Using objgraph to find objects that are growing in count:

import objgraph
import gc

# Trigger garbage collection to get a clean state
gc.collect()

# Get a snapshot of object counts
initial_counts = objgraph.count_objects()

# ... run your code that might leak ...

# Trigger GC again
gc.collect()

# Get a new snapshot
final_counts = objgraph.count_objects()

# Find objects that have increased significantly
for obj_type, count in final_counts.items():
    initial_count = initial_counts.get(obj_type, 0)
    if count > initial_count * 1.5: # Example: 50% increase
        print(f"Object type {obj_type} increased from {initial_count} to {count}")
        # You can then use objgraph.show_most_common_types() or objgraph.show_backrefs()
        # to investigate further.
        # objgraph.show_backrefs(objgraph.by_type(obj_type)[0], max_depth=5, filename='backrefs.png')

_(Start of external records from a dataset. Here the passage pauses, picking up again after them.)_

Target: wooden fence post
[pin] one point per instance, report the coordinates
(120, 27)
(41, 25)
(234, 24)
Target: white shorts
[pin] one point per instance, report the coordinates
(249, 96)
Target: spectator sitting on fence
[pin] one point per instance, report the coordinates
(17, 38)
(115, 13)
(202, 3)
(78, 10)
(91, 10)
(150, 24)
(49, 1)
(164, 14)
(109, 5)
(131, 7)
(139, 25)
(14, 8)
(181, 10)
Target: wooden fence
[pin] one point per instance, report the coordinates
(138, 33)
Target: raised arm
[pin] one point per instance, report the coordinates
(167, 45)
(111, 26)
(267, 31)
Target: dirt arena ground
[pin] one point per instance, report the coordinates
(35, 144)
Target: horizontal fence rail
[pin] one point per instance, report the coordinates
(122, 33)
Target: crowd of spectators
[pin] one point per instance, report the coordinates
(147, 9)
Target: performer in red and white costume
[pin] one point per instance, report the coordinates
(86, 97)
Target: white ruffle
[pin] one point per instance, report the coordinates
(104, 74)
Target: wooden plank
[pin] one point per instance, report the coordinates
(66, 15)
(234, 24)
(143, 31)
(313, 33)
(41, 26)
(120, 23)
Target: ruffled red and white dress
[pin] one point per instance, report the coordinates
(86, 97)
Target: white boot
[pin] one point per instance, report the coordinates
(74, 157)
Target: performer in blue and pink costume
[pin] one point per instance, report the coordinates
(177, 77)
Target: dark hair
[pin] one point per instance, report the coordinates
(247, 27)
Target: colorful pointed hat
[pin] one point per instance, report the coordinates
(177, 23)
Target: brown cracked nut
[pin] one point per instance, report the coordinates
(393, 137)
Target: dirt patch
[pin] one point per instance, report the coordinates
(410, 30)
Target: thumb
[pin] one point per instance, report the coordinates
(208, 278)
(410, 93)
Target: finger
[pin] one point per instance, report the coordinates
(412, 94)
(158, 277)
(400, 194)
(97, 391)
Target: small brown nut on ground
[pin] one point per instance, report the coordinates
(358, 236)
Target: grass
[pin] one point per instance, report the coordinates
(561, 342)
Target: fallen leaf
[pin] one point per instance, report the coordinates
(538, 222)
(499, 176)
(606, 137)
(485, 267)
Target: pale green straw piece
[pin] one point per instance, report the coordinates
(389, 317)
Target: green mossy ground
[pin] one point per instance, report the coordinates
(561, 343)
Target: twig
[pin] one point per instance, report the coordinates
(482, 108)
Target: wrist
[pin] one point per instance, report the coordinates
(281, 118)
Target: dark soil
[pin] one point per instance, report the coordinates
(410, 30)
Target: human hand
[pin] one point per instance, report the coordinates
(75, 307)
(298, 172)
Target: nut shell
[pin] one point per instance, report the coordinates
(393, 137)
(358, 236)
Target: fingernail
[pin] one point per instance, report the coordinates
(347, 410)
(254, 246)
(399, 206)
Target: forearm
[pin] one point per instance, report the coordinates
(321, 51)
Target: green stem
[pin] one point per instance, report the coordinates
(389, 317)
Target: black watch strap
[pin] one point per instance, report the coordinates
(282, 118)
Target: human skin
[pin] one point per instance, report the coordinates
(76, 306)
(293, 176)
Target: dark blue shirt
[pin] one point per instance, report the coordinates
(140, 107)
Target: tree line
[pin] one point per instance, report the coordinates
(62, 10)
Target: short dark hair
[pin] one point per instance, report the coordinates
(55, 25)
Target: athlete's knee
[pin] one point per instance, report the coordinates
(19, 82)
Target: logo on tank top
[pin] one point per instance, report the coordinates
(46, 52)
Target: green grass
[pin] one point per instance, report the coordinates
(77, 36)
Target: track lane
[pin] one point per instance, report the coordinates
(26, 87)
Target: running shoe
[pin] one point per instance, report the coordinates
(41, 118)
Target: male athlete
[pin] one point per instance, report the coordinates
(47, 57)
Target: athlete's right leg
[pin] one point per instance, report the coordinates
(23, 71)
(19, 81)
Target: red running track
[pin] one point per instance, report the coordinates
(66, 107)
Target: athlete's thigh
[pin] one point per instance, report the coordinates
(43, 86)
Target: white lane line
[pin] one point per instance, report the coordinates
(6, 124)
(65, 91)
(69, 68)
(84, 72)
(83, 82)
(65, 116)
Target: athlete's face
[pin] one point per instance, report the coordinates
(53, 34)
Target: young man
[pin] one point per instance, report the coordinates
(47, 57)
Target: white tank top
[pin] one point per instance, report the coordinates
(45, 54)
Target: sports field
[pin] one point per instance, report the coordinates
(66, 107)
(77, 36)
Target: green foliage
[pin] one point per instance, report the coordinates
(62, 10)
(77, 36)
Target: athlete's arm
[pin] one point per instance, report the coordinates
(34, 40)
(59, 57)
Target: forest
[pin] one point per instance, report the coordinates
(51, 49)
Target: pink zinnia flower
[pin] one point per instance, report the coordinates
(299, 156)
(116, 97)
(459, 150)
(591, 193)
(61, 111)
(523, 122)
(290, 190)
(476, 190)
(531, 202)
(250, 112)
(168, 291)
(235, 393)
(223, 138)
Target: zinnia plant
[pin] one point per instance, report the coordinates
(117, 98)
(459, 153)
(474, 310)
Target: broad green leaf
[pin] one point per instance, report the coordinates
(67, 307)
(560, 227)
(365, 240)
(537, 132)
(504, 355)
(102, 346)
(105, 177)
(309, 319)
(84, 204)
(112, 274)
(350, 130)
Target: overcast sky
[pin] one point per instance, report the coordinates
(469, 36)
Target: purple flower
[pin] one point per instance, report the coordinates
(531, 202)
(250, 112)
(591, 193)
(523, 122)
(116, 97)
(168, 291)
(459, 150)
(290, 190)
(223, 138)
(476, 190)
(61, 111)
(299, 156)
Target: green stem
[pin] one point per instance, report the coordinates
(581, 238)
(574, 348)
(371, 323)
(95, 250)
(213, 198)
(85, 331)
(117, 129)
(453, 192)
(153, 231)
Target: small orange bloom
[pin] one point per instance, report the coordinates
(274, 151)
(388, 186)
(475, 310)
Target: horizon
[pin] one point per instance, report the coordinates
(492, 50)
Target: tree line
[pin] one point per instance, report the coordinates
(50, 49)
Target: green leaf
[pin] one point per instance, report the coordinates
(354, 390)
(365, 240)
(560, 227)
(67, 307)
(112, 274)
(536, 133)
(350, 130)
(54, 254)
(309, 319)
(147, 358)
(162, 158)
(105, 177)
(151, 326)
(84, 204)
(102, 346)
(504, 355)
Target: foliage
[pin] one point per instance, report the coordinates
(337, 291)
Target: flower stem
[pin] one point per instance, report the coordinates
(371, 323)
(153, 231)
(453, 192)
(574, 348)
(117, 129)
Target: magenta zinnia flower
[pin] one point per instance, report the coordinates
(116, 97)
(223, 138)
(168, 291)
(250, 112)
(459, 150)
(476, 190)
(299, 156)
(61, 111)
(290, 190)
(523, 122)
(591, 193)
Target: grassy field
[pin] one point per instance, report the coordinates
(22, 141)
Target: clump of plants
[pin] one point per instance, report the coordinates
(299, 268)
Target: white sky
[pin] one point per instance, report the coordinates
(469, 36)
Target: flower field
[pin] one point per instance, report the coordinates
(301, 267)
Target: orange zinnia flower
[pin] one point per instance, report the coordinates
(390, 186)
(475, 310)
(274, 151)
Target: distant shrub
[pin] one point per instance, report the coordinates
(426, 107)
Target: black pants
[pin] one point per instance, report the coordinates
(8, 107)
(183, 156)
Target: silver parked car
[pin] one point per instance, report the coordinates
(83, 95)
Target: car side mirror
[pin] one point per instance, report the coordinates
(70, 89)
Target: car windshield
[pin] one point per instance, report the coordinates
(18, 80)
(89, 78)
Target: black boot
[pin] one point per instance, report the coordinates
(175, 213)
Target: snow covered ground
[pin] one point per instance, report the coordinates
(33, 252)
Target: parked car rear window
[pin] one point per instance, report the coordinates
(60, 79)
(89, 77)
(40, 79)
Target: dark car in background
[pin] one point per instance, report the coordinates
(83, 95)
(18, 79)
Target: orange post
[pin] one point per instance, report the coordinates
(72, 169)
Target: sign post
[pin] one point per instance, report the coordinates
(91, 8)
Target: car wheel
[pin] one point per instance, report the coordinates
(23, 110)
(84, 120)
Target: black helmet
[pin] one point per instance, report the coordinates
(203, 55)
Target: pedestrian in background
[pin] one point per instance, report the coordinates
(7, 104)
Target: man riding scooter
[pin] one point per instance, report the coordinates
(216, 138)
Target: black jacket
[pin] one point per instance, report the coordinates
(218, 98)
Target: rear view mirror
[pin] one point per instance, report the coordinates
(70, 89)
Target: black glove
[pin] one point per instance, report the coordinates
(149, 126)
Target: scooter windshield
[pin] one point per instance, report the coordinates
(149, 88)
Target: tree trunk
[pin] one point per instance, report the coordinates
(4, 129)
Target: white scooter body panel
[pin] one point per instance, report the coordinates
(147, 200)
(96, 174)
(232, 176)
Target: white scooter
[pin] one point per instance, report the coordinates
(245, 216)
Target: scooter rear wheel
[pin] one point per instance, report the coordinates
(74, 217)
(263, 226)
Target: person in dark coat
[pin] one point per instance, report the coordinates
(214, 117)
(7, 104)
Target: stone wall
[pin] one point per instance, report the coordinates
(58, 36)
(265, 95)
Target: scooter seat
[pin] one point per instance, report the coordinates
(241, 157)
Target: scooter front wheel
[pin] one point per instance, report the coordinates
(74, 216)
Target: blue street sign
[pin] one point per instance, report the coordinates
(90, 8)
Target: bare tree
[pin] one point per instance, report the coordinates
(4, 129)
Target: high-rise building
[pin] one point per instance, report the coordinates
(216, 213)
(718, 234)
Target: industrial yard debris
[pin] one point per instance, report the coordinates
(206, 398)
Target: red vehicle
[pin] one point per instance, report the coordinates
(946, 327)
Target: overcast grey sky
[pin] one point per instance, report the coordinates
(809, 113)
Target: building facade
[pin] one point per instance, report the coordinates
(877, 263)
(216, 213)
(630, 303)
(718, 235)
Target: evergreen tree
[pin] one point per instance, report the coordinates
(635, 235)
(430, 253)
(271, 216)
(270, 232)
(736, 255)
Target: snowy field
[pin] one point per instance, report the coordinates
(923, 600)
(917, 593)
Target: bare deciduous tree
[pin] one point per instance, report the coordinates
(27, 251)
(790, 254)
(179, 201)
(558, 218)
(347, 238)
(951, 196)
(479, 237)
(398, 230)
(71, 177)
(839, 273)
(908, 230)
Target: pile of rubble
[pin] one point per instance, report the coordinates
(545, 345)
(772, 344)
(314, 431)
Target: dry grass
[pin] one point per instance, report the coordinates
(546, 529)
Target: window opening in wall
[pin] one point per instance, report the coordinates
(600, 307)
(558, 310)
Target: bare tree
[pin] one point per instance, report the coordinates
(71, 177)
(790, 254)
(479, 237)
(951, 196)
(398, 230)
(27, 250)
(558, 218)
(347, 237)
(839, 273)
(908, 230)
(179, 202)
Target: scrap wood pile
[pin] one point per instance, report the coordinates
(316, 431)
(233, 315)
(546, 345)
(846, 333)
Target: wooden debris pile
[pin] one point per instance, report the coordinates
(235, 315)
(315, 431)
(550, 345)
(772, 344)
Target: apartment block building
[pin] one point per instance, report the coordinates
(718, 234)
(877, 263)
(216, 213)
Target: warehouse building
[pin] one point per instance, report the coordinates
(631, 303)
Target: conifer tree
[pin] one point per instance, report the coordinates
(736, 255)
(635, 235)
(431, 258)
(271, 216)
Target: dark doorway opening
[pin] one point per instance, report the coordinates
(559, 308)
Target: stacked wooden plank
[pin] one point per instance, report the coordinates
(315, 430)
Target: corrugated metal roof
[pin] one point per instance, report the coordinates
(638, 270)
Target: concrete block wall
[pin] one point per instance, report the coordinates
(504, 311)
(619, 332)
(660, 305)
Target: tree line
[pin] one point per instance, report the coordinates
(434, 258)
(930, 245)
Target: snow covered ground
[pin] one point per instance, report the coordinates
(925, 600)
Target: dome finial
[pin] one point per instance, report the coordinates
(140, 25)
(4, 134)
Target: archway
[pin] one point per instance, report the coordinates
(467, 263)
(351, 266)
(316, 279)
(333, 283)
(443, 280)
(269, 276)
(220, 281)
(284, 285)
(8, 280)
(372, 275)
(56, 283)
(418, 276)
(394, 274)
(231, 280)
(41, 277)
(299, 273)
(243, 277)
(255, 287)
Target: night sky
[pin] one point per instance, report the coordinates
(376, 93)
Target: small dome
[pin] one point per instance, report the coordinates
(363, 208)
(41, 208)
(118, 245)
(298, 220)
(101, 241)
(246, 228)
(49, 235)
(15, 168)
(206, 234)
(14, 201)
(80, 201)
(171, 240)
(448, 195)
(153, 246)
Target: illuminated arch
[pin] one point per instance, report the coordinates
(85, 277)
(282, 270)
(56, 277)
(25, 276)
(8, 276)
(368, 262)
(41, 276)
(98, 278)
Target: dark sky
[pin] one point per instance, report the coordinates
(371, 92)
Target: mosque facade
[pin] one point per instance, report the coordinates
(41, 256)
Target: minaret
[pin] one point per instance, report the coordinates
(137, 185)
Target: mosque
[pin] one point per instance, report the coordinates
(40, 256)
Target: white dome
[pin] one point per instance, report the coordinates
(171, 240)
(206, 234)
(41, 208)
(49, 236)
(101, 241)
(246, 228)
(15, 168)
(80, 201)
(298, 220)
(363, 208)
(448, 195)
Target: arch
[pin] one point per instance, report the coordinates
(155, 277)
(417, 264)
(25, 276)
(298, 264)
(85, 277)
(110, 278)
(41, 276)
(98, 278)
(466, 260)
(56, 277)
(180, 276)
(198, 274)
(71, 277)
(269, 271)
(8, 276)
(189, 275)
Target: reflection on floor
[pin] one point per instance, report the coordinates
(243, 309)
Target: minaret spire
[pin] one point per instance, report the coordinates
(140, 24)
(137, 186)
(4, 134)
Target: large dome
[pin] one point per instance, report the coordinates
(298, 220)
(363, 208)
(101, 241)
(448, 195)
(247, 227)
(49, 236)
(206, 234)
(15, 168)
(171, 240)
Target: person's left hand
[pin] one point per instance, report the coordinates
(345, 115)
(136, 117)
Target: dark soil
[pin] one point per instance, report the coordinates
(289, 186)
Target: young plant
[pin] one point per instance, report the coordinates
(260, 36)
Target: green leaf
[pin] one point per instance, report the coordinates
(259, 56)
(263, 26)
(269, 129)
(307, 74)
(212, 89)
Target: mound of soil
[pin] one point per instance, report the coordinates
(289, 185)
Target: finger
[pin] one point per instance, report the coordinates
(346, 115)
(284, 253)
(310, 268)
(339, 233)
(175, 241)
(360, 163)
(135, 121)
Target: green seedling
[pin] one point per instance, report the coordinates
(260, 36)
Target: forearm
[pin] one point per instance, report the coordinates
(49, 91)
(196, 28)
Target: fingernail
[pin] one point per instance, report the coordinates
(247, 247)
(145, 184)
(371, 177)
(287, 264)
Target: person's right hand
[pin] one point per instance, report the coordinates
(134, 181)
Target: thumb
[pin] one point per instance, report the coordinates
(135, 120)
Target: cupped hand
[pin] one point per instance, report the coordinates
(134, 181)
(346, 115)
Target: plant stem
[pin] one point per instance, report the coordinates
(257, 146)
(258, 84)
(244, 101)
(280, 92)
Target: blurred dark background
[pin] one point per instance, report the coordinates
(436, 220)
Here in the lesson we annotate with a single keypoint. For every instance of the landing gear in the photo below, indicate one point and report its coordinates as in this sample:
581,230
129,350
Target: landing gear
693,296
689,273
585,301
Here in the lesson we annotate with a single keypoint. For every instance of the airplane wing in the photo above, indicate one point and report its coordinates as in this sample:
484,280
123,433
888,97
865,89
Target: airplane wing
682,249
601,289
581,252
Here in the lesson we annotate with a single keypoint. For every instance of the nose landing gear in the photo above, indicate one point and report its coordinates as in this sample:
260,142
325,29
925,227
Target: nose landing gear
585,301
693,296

Using memory_profiler for line-by-line analysis:

# Add this decorator to your functions
from memory_profiler import profile

@profile
def my_leaky_function():
    a = [1] * (10 ** 6)
    b = [2] * (2 * 10 ** 7)
    del b
    return a

if __name__ == '__main__':
    my_leaky_function()

Run this script with:

python -m memory_profiler your_script.py

Tuning System Limits and Process Behavior

Once the root cause is identified, you might need to adjust system limits or the daemon’s configuration.

Adjusting File Descriptor Limits

If socket exhaustion is due to legitimate high traffic, you may need to increase the maximum number of open file descriptors.

Edit /etc/security/limits.conf to set limits for specific users or groups. For example, to set the open files limit for the user running your daemon (e.g., www-data):

# /etc/security/limits.conf
* soft nofile 65536
* hard nofile 65536
www-data soft nofile 65536
www-data hard nofile 65536

You may also need to adjust system-wide limits in /etc/sysctl.conf, specifically fs.file-max:

# /etc/sysctl.conf
fs.file-max = 2097152

Apply these changes:

sudo sysctl -p

Remember that processes inherit limits from their parent. You might need to restart the daemon for new limits to take effect. For systemd services, limits can be set directly in the service unit file:

[Service]
LimitNOFILE=65536

Optimizing Daemon Configuration

Many daemons have configuration options to manage connection pooling, timeouts, and resource usage. For example:

• Web Servers (Nginx/Apache): Adjust worker processes, keep-alive timeouts, and connection limits.
• Database Proxies (e.g., ProxySQL): Tune connection pool sizes and query caching.
• Application-specific Daemons: Review documentation for settings related to thread pools, buffer sizes, and garbage collection intervals.

For instance, in Nginx, you might adjust worker_connections and worker_rlimit_nofile.

# /etc/nginx/nginx.conf
user www-data;
worker_processes auto;
pid /run/nginx.pid;
include /etc/nginx/modules-enabled/*.conf;

events {
    worker_connections 4096; # Increase from default 1024
    multi_accept on;
}

http {
    # ... other http settings ...
}

# Ensure the user has sufficient limits, often set in /etc/security/limits.conf
# or via systemd service file as shown previously.
# You can also set worker_rlimit_nofile here if not managed elsewhere:
# worker_rlimit_nofile 65536;

Conclusion

Diagnosing memory leaks and socket exhaustion on OVH servers requires a systematic approach, starting with system-level monitoring and drilling down into process-specific behavior and language-level profiling. By combining tools like top, ps, atop, lsof, ss, and language-specific profilers, you can effectively pinpoint the root cause and implement the necessary tuning or code fixes to ensure your daemon processes run reliably.